Sondrio – Nonostante sia stato raggiunto un ‘accordo’ per la ripresa della scuola con un piano che ha visto la collaborazione delle regioni, le modalità della ripartenza non piacciono quasi a nessuno. I punti interrogativi sono enormi, sia dal punto di vista ‘ideologico’, su una scuola che non potrà essere tale in svariate situazioni di tutti i giorni, sia da quello ‘pratico’, coi fattori ancora tutti da delineare quali i fondi, le assunzioni, gli spazi a disposizione per rispettare le direttive e più in generale un’organizzazione che manca. La bagarre politica vede nel mirino il ministro Azzolina.

“Tragicommedia senza fine, Azzolina si dimetta”

“L’inettitudine di chi regge le sorti del Ministero dell’Istruzione è ormai leggendaria, pare di trovarsi all’interno di una tragicommedia senza fine”. Così i parlamentari bresciani della Lega Eva Lorenzoni, Simona Bordonali, Stefano Borghesi, Giuseppe Donina, Paolo Formentini e Raffaele Volpi commentano la recenti dichiarazioni del Ministro Azzolina, circa la ripartenza a settembre delle scuole.

“Prima c’è stata la farsa del plexiglas, con la prospettiva di tenere i ragazzi dentro una specie di acquario – proseguono gli esponenti leghisti – adesso invece il ministro ha affermato che sarà costretta a lasciar fuori il 15% degli studenti dagli istituti, per far rispettare il distanziamento sociale. Viene da domandarsi cosa dovremo aspettarci nei prossimi giorni, a dimostrazione di come al peggio non esista ormai limite.

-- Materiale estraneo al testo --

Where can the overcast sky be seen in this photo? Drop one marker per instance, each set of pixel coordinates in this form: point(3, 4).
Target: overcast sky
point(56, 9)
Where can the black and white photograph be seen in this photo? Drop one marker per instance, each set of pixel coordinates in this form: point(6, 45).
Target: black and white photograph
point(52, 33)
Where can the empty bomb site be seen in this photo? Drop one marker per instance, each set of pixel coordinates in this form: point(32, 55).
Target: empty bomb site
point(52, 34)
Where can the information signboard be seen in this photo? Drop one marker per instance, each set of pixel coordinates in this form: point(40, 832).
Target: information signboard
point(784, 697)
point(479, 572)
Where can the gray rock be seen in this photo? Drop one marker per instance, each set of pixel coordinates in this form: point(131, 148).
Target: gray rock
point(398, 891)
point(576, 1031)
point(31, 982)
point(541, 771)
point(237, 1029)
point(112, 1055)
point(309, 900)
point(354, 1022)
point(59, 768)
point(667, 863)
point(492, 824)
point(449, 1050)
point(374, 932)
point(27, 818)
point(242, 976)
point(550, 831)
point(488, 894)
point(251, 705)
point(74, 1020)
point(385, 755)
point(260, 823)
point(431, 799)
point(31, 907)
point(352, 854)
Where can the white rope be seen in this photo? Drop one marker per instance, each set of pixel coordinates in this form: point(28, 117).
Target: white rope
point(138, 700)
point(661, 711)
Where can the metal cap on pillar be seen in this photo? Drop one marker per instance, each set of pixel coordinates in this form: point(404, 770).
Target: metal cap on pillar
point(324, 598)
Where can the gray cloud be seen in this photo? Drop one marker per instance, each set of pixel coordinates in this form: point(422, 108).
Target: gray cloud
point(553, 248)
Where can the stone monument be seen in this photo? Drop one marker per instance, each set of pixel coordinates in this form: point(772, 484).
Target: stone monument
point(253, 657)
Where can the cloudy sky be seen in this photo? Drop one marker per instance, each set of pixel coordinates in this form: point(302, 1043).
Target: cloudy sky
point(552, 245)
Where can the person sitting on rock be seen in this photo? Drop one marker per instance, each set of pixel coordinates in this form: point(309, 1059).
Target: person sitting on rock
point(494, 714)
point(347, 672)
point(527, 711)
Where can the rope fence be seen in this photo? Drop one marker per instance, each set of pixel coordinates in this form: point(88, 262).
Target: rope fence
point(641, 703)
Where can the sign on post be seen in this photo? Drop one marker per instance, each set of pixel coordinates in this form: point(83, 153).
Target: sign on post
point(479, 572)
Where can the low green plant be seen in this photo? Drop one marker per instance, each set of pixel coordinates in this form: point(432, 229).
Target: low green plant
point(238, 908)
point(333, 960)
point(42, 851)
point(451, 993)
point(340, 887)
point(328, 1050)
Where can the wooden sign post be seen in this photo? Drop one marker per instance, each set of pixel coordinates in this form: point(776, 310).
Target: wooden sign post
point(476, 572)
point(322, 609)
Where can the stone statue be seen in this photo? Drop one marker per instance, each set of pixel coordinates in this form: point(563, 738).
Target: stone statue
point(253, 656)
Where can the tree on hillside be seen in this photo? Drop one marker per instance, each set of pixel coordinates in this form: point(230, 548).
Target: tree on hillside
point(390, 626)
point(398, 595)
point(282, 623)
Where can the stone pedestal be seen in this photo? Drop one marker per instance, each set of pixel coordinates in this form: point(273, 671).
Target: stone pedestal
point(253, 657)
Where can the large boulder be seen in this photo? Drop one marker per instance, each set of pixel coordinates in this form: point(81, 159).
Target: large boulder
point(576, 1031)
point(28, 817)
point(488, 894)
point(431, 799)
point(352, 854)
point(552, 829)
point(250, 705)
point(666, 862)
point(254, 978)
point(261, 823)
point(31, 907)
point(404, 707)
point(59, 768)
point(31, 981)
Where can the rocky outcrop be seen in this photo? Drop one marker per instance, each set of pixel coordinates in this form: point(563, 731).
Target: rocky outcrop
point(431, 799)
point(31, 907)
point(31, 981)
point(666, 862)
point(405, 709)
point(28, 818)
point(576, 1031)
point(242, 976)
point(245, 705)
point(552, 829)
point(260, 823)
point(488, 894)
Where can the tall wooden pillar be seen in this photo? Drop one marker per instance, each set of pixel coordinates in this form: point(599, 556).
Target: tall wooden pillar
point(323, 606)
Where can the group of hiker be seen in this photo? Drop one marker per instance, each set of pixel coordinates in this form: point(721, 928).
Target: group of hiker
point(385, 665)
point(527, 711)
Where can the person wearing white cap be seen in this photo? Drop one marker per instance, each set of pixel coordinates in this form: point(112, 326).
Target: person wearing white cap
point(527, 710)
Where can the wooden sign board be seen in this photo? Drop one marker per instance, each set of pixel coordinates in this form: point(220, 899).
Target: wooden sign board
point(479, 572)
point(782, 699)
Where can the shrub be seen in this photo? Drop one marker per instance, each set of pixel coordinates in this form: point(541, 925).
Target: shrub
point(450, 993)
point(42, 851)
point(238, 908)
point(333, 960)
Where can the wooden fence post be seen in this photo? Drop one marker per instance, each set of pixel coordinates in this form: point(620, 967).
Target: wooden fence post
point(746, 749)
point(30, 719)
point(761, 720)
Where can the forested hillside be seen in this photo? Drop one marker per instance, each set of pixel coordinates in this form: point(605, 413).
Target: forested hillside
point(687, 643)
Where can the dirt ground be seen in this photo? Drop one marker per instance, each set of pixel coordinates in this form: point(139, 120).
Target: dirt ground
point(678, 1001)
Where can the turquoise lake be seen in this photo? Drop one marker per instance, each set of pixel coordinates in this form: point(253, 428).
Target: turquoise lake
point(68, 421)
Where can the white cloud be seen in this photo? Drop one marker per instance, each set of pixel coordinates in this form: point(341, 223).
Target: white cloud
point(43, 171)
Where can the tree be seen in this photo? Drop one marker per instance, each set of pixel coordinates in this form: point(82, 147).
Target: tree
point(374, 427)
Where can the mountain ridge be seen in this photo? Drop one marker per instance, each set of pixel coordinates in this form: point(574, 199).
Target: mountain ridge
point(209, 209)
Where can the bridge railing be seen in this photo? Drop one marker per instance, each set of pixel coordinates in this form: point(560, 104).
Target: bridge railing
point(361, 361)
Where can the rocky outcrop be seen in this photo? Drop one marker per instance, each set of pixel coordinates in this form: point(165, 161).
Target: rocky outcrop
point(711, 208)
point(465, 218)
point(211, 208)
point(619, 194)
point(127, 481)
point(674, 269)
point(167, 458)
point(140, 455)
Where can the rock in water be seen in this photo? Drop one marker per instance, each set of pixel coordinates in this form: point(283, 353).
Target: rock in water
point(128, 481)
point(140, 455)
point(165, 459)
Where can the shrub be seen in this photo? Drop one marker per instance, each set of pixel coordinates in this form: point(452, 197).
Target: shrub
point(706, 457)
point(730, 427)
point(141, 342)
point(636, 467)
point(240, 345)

Da mesi chiediamo l’assunzione dei docenti precari e una mappatura degli istituti scolastici, alcuni di questi semivuoti, ma il ministro Azzolina preferisce continuare a dar prova della propria inadeguatezza con una sparata dietro l’altra. Al momento l’unica cosa che è riuscita a dimostrare però è la scarsa considerazione verso i nostri studenti da parte di questo governo di improvvisati. Se Azzolina conservasse un briciolo di amor proprio ammetterebbe di non esser stata in grado di gestire l’emergenza e rassegnerebbe le proprie dimissioni seduta stante. Il tema della scuola e del diritto all’istruzione è troppo importante – concludono i parlamentari bresciani – e il Governo Conte è riuscito a trasformarlo in una baracconata”.